From an ethical perspective, this study has the potential to improve outcomes for some future children with conditions like congenital diaphragmatic hernia, where due to malformation the abdominal organs press into the chest and compress the fetal lungs. It could enhance the autonomy of parents by providing better information to guide decision-making, as well as open areas of research in regenerative and transplant medicine that are currently closed due to ethico-legal issues with harvesting embryonic stem cells for experimentation. As organoids are not embryos, this limits potential confusion regarding their moral status.

Amniocentesis, a prenatal diagnostic test, has played a significant role in the diagnosis of foetal genetic or other chromosomal conditions since its inception, and it is generally done after 15 weeks of pregnancy. This test is available only to selected eligible pregnant women; there is a statutory ban on the use of this test for gender selection because of misuse. This test helps parents to make an informed decision about their pregnancy if the genetic report indicates a problem.

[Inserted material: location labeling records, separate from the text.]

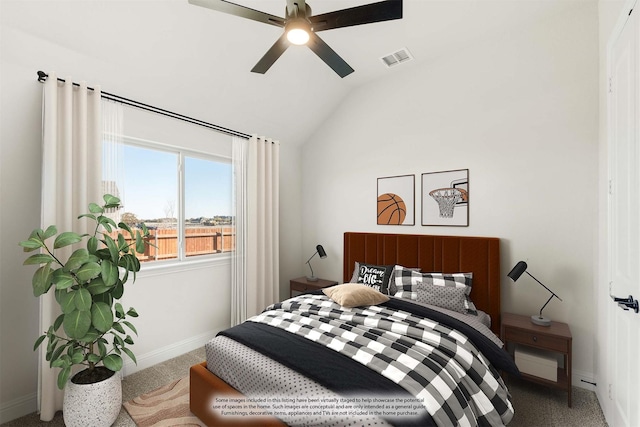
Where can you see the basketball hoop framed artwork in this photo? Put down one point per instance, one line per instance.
(445, 198)
(396, 200)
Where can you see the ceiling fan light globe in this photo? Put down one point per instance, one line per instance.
(298, 36)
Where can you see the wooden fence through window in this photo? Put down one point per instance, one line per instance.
(198, 241)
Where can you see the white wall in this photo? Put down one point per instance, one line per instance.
(521, 113)
(178, 311)
(609, 13)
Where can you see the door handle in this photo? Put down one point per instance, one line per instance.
(627, 303)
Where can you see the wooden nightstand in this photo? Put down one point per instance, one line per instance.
(518, 330)
(301, 284)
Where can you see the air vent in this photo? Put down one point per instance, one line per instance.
(397, 58)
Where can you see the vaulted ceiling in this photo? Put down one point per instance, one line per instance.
(197, 61)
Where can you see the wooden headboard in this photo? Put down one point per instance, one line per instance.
(444, 254)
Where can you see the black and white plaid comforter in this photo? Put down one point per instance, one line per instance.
(435, 363)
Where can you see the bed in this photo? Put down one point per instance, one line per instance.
(294, 362)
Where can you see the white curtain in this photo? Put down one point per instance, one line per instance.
(71, 179)
(255, 265)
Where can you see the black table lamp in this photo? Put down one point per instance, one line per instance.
(514, 274)
(320, 251)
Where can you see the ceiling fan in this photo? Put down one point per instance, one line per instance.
(301, 26)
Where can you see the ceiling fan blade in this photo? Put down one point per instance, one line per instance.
(241, 11)
(301, 7)
(272, 55)
(329, 56)
(365, 14)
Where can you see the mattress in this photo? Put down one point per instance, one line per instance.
(258, 376)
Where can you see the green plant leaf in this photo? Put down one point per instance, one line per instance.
(31, 244)
(118, 327)
(83, 300)
(88, 271)
(105, 298)
(111, 200)
(67, 302)
(77, 357)
(118, 290)
(119, 310)
(77, 259)
(92, 244)
(97, 287)
(38, 259)
(65, 239)
(49, 232)
(58, 322)
(103, 253)
(95, 208)
(113, 248)
(130, 326)
(77, 323)
(62, 279)
(90, 336)
(113, 362)
(109, 273)
(130, 354)
(39, 341)
(63, 377)
(101, 316)
(41, 280)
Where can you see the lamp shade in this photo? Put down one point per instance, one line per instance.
(517, 271)
(321, 251)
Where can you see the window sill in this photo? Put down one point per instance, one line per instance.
(173, 266)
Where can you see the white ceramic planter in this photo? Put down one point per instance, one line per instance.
(95, 405)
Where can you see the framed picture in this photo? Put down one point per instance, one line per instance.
(445, 198)
(396, 200)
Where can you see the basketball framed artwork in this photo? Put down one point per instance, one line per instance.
(445, 198)
(396, 200)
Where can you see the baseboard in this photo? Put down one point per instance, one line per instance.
(583, 379)
(19, 407)
(165, 353)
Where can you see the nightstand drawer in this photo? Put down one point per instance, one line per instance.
(303, 287)
(537, 340)
(301, 284)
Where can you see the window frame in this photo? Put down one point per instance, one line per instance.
(181, 262)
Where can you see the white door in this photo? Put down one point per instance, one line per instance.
(624, 222)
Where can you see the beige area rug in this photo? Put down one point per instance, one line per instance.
(164, 406)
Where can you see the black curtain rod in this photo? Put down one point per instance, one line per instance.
(42, 77)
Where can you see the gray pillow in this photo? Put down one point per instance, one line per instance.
(448, 297)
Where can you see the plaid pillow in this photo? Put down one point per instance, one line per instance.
(407, 281)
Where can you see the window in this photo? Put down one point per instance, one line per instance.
(182, 196)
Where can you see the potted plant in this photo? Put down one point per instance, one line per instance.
(87, 286)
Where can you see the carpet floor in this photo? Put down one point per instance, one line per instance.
(535, 405)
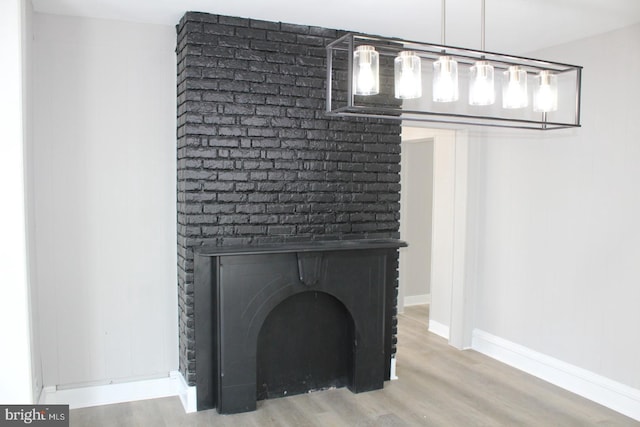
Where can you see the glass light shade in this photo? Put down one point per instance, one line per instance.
(481, 84)
(545, 95)
(514, 88)
(366, 80)
(445, 80)
(408, 75)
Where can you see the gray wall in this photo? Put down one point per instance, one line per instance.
(103, 166)
(558, 261)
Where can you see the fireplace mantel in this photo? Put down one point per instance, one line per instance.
(236, 287)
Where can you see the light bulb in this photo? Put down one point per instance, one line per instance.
(481, 85)
(365, 71)
(408, 75)
(445, 80)
(545, 97)
(514, 88)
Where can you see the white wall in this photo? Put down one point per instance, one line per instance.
(415, 227)
(15, 334)
(104, 192)
(559, 222)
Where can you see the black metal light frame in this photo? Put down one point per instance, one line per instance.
(341, 100)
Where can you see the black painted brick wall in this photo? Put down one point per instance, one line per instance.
(258, 159)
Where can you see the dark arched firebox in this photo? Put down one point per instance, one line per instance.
(263, 315)
(317, 353)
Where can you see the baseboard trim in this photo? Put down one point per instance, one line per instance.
(612, 394)
(393, 375)
(439, 329)
(417, 300)
(187, 394)
(82, 397)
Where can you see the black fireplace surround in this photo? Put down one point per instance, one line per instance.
(237, 289)
(260, 163)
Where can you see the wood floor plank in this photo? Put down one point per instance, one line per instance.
(437, 386)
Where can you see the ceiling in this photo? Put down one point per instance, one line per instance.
(513, 26)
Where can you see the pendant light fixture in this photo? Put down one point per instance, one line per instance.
(366, 78)
(455, 69)
(545, 96)
(408, 75)
(514, 88)
(481, 83)
(445, 70)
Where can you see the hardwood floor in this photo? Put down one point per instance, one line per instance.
(437, 386)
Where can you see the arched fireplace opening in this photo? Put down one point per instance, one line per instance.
(305, 343)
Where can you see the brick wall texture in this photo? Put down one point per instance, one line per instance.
(258, 159)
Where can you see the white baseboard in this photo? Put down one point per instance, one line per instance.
(439, 329)
(417, 300)
(187, 394)
(82, 397)
(612, 394)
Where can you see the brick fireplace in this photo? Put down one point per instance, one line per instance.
(259, 162)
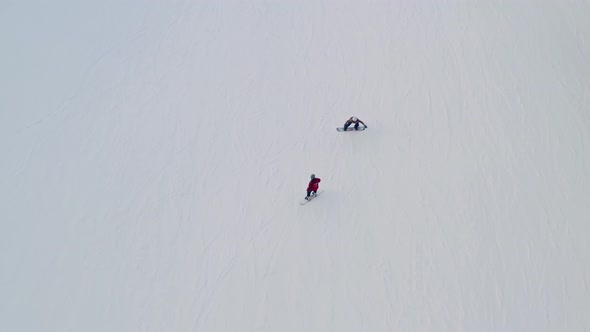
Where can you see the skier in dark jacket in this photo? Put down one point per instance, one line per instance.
(313, 186)
(356, 121)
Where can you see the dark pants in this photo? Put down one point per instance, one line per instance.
(346, 125)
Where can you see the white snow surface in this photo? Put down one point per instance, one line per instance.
(153, 155)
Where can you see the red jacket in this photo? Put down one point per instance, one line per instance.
(314, 184)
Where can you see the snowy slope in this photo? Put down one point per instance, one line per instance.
(153, 154)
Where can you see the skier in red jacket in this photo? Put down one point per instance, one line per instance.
(313, 186)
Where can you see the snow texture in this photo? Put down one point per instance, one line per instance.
(154, 153)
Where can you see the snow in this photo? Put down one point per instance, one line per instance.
(153, 155)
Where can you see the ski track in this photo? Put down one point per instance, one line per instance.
(152, 176)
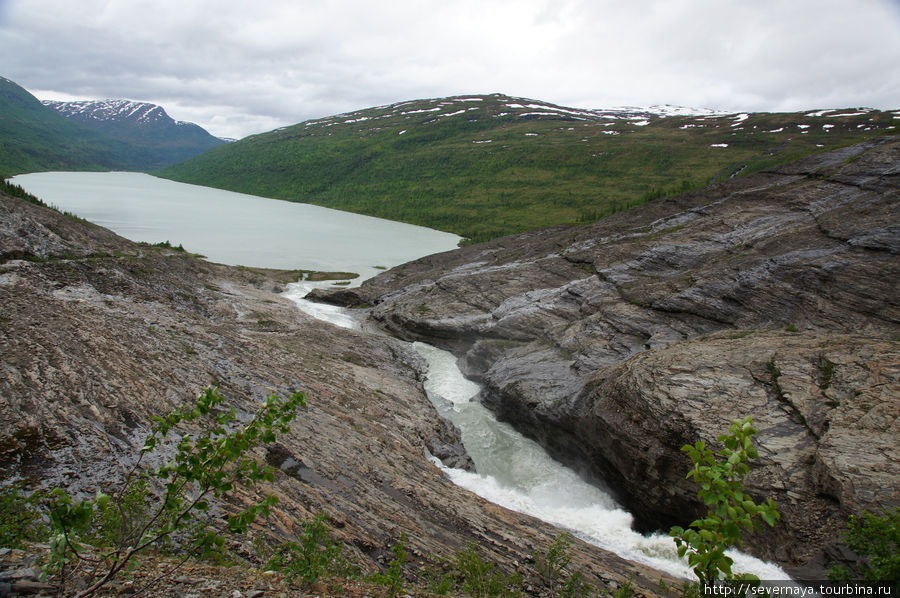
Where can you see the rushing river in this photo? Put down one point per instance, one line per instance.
(517, 473)
(238, 229)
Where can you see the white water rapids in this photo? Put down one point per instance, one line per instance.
(516, 473)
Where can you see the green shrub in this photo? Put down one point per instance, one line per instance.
(481, 579)
(393, 578)
(553, 564)
(721, 480)
(209, 463)
(314, 556)
(20, 517)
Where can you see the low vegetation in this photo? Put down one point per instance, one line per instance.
(489, 166)
(731, 510)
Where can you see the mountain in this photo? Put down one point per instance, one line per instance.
(483, 166)
(614, 344)
(35, 137)
(141, 124)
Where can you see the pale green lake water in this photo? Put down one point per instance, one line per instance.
(233, 228)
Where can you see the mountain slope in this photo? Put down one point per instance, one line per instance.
(99, 334)
(484, 166)
(614, 344)
(141, 124)
(34, 138)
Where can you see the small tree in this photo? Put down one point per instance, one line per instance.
(721, 479)
(211, 463)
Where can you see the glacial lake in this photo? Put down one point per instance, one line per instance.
(234, 228)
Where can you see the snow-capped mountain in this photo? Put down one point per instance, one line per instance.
(143, 124)
(143, 113)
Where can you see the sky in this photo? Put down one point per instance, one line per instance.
(238, 68)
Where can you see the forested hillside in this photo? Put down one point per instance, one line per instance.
(485, 166)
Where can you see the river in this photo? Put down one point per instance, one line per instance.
(517, 473)
(236, 229)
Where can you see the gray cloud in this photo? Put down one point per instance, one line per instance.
(239, 68)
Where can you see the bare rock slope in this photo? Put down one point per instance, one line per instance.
(98, 334)
(774, 295)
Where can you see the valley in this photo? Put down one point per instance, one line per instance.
(630, 280)
(487, 166)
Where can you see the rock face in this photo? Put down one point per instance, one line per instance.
(773, 295)
(98, 334)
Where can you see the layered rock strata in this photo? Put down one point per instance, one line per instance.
(98, 334)
(774, 295)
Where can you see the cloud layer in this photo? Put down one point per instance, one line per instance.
(239, 68)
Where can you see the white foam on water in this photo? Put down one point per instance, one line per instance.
(296, 291)
(517, 473)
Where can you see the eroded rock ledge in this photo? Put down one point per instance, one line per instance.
(774, 295)
(98, 334)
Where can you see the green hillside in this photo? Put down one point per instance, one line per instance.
(153, 135)
(485, 166)
(35, 138)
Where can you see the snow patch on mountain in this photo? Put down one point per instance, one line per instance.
(109, 110)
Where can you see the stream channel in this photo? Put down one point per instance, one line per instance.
(517, 473)
(232, 228)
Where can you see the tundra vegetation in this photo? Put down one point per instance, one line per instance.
(730, 509)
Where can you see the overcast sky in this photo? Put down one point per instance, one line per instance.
(243, 67)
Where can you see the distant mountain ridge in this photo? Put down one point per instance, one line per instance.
(141, 123)
(484, 166)
(108, 135)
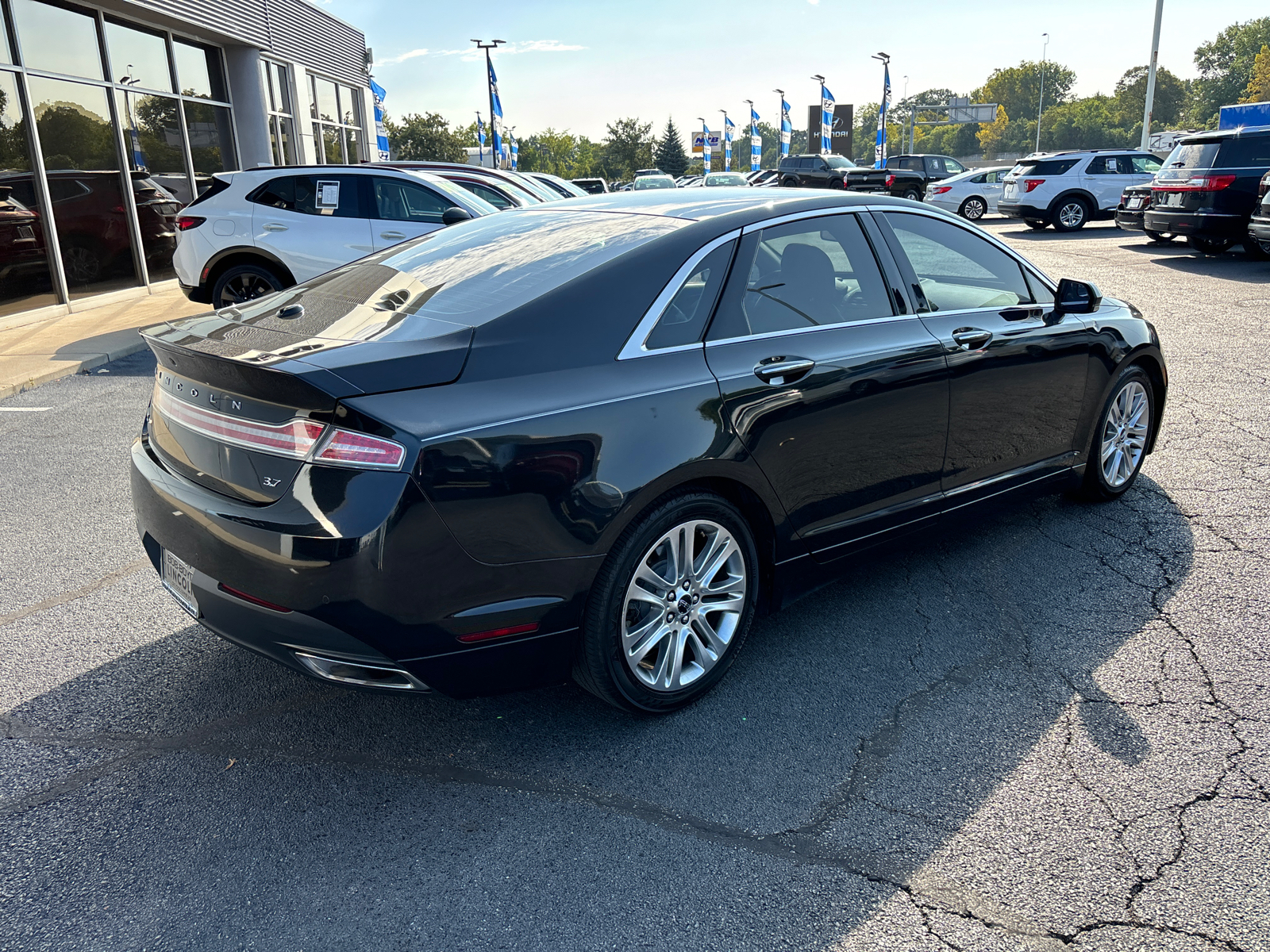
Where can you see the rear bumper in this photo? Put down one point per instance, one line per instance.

The current paper by Mattia Francesco Maria Gerl and co-workers in Nature Medicine is a state-of-the-art build on the existing technique of amniocentesis that allows scientists to do liquid biopsy of amniotic fluid for foetal genetic diagnosis.

There are many facets of this paper that exploit current cutting-edge technologies, such as single-cell sequencing, cell sorting, clonal propagation, and organoid cultures. The data as presented demonstrate a well-calibrated protocol to carry out prenatal diagnosis for foetal congenital conditions related to gastrointestinal, renal, and pulmonary stages that appear late in pregnancy.

The protocol is validated by creating an epithelial cells-derived organoid from congenital diaphragmatic hernia foetuses and exhibiting a correct diagnosis of this condition in the Petri dish. As such, it demonstrates a significant clinical progression of the existing technique that may offer respite to the perspective couples with genetic predisposition. However, the caveat is that late diagnosis of such foetal genetic diseases with this technique will add conundrum to the expected mothers and families to make difficult decisions even more difficult.